You all have heard that newspapers are laying people off by the thousands. Declining readership, declining advertising revenue and escalating production costs. Most newspapers are shrinking not expanding.
The economy will recover. Jobs will come back. Dedication, commitment and fortitude to endure ruff times will test your will. I am one that is living proof if you want something bad enough you will do what ever it takes to make it happen. If that means being a bell-hoop, waiter, waitress, food stamps then so what do it. I will spare you my story. But it was no easy road. I was not one of the lucky ones that landed a job right out of college.
One of my pet peeves is that many students tell me they want to be a sports photographer or sports is their favorite thing to shoot. Really, just about everyone likes to shoot sports. It is so cliché. If you’re talking to a newspaper photo editor don’t tell me you want to be a sports illustrated photographer someday. This tells me you don’t give a shit about the human condition and that you will most likely be lazy when it comes to enterprising stories. Red flag!

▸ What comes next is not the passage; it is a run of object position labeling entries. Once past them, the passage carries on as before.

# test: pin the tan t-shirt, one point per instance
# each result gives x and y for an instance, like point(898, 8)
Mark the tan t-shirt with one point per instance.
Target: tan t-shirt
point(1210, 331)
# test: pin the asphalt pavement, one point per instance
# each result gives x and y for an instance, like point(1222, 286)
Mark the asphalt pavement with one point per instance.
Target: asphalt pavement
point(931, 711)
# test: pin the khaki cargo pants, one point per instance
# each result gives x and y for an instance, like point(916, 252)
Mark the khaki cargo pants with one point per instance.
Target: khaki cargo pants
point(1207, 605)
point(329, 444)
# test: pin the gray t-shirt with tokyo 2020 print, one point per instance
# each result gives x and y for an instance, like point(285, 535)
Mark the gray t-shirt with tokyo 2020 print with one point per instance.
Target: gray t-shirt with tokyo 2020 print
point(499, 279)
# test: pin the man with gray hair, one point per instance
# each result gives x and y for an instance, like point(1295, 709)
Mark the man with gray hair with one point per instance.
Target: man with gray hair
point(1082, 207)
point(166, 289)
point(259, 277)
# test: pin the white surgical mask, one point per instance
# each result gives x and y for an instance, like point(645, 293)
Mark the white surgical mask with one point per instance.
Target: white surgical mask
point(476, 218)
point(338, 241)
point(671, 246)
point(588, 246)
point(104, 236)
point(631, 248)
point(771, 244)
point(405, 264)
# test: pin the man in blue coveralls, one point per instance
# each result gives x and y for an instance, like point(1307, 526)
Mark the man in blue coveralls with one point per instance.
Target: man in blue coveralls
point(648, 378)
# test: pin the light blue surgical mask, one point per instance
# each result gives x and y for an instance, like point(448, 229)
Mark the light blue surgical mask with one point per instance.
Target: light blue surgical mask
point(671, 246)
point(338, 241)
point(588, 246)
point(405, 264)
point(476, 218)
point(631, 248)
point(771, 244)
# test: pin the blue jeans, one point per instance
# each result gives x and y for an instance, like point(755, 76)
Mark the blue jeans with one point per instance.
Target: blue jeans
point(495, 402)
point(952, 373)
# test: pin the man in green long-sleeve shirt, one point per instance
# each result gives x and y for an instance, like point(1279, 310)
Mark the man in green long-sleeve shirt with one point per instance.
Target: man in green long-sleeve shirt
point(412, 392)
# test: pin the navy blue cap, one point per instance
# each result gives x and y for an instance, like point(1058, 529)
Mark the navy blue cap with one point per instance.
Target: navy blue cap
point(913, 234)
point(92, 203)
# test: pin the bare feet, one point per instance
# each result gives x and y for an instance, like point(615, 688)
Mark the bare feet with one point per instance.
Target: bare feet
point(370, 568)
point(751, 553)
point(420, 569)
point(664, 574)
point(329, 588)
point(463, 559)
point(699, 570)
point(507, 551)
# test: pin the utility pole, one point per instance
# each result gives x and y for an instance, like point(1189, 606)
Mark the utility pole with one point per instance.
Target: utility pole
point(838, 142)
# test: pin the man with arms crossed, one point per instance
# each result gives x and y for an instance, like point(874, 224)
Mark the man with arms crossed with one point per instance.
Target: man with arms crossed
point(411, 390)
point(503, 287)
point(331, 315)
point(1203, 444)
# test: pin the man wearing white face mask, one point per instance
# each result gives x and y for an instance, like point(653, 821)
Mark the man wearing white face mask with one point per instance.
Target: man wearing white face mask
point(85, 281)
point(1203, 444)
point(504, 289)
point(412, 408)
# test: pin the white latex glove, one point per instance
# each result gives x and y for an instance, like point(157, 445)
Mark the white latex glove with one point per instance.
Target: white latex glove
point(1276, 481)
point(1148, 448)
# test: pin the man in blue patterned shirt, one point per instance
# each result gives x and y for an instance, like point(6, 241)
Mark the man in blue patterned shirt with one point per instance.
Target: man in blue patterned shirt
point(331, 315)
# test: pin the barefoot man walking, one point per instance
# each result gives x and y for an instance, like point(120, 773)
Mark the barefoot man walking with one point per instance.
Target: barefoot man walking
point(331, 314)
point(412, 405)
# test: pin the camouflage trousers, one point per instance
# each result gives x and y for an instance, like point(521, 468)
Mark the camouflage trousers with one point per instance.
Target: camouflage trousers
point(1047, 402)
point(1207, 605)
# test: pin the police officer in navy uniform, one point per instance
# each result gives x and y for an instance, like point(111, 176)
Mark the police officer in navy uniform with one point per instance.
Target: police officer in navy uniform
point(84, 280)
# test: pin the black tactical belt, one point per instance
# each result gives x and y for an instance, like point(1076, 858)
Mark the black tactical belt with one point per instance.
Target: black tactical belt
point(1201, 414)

A full-time working photojournalist needs to be good in all areas of photography portraiture, general news, spot news, food, interior exterior architecture, fashion, lighting, documentary, wild art enterprise and sports. Most staff photographers will shoot 600 to 700 assignments a year. At least 90 percent of these are general assignment not sports.
I want to meet photographers who are proactive and enterprising. Who have a curiosity about the human condition and is willing to walk about and find stories without provocation.
This is a great job without a doubt but it is also a demanding job with an underlining of expectation and pressure to perform at a high level with every assignment everyday.